On August 6, 2014, Google announced that their search engine has started to use “HTTPS as a ranking signal.”
Google is saying that if your website uses a secure connection to the user’s browser, this will have a positive effect on your site’s rankings in Google’s search results. The announcement was picked up in the mainstream media including the BBC and the Wall Street Journal.
If you are concerned about search rankings and SEO, then you need to understand how to respond to this new development. We are providing this FAQ on HTTPS to help you navigate this issue.
Paul Hill, one of the Senior Consultants at SystemExperts Corporation and an expert in online security gave us some great information. We’ve paraphrased Paul’s answers below for brevity but if you’d like to dig deeper, Paul certainly knows his subject matter and we suggest you reach out to him and his team.
Website HTTPS FAQ
Q: How much of an impact will setting up HTTPS connections have on my rankings?
A: It’s hard to say exactly. Google has disclosed that HTTPS is not weighted as heavily as some other signals, at least for the time being. Still, given that it’s fairly straightforward, not too costly, and a good idea anyway – which is why Google is pushing it – we urge you to strongly consider it.
Q: What will it take for me to set up my website to require HTTPS connections?
A: All popular web server software has the capability of encrypting its traffic. Encrypting the traffic requires installing a X.509 certificate and configuring the web server.
Q: How much does an X.509 certificate cost?
A: The cost varies by Certificate Authority (CA) that issues the certificate. Certificates expire, so you generally pay a year or more.
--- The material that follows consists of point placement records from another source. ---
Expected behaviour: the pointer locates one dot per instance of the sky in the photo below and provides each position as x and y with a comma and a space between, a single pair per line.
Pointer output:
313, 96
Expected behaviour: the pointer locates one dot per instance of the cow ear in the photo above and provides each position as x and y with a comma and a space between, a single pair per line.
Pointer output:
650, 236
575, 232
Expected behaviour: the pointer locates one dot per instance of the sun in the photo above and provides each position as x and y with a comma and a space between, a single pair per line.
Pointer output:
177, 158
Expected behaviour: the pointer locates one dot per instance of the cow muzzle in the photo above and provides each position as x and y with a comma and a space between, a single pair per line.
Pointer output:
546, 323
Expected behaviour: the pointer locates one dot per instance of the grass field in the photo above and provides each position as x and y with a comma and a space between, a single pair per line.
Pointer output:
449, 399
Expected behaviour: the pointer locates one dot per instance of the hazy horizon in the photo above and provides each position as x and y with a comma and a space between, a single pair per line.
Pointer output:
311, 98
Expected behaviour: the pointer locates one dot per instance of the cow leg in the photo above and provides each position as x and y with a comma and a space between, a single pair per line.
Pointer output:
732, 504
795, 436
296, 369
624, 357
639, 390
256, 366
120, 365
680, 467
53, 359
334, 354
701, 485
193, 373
Typically, the cost of a certificate for a year ranges from $30 to $850. You can save money and hassle by buying a certificate good for two or more years.
Q: Why the huge cost variations? Should I buy a more expensive X.509 certificate?
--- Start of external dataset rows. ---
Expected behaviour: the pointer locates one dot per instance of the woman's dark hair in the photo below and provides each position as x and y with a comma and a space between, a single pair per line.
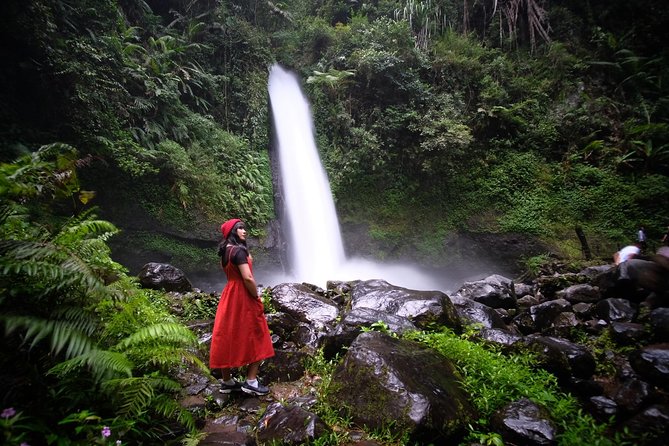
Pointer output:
232, 240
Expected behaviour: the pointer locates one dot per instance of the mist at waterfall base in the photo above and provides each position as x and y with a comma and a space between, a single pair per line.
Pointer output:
315, 247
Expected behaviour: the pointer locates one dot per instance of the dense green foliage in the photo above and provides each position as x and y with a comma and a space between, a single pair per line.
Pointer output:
494, 379
459, 113
85, 352
433, 116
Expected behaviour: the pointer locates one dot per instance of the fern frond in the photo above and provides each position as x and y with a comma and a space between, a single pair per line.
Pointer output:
136, 393
169, 408
164, 357
62, 334
102, 364
84, 229
173, 333
81, 319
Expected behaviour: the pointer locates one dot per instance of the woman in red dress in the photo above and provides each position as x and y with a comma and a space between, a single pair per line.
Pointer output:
240, 336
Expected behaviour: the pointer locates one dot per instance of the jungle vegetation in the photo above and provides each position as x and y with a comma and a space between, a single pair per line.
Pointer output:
528, 116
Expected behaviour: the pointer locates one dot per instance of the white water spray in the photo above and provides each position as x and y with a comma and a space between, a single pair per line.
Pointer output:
316, 250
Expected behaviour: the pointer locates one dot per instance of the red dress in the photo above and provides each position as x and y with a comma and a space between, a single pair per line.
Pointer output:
240, 335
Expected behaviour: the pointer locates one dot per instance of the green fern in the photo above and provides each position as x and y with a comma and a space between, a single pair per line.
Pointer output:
159, 333
102, 364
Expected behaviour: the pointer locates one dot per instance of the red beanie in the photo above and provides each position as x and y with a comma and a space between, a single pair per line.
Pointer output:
226, 227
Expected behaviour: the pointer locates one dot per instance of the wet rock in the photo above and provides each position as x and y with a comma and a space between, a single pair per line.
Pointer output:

A: Some certificates require more rigorous validation. Unless your site provides online banking or a similar service, save your money and base your selection on price, reputation and browser compatibility.
Q: Where can I get a certificate?
A: If your website is hosted by a commercial hosting service like Hostgator or Bluehost, you can buy the certificate through them. They can generally set up the certificate in your account for you, saving you time and trouble. If you host your website yourself, then you’ll need to contact a Certificate Authority. The CAs shown here are well-recognized, and the page shows what browsers will recognize the certificate.
Q: Can I get a free X.509 certificate?
A: There are free certificates but they will often display error messages to your website visitors. Aside from contributing to a poor user experience, this is not going to help your rankings and could in fact hurt them. We recommend staying away from free certificates.
Q: My site has several DNS subdomains, for example, www.mycompany.com and blog.mycompany.com. Can one certificate cover all of my subdomains?
A: You should look into a “wildcard” certificate. It will probably save you money and it will definitely make implementation and configuration easier. However, not all CAs sell wildcard certificates.
Q: Will setting up a certificate and encrypting the traffic affect page load times and overall performance of my website on people’s browsers?
A: Yes, but not significantly. While encrypting / decrypting communications always adds some overhead, the technology has progressed to the point where it’s virtually unnoticeable. When Google Gmail switched to using HTTPS in January of 2010, the average impact was less than 1% of CPU load, less than 10 KB of memory per connection, and less than 2% of network overhead.
Q: What about browser and platform compatibility? Will my pages still load properly on tablets and mobile devices, for example?
A: The vast majority of browsers and devices in use today are compatible with secure traffic. Any user that would have trouble accessing your site via HTTPS would also have trouble with online banking or shopping.
Q: Where can I get more technical information on this topic?
A: The National Institute of Technical Standards publishes NIST Special Publication 800-52r1, titled “Guidelines for the Selection, Configuration, and Use of Transport Layer Security (TLS) Implementations“.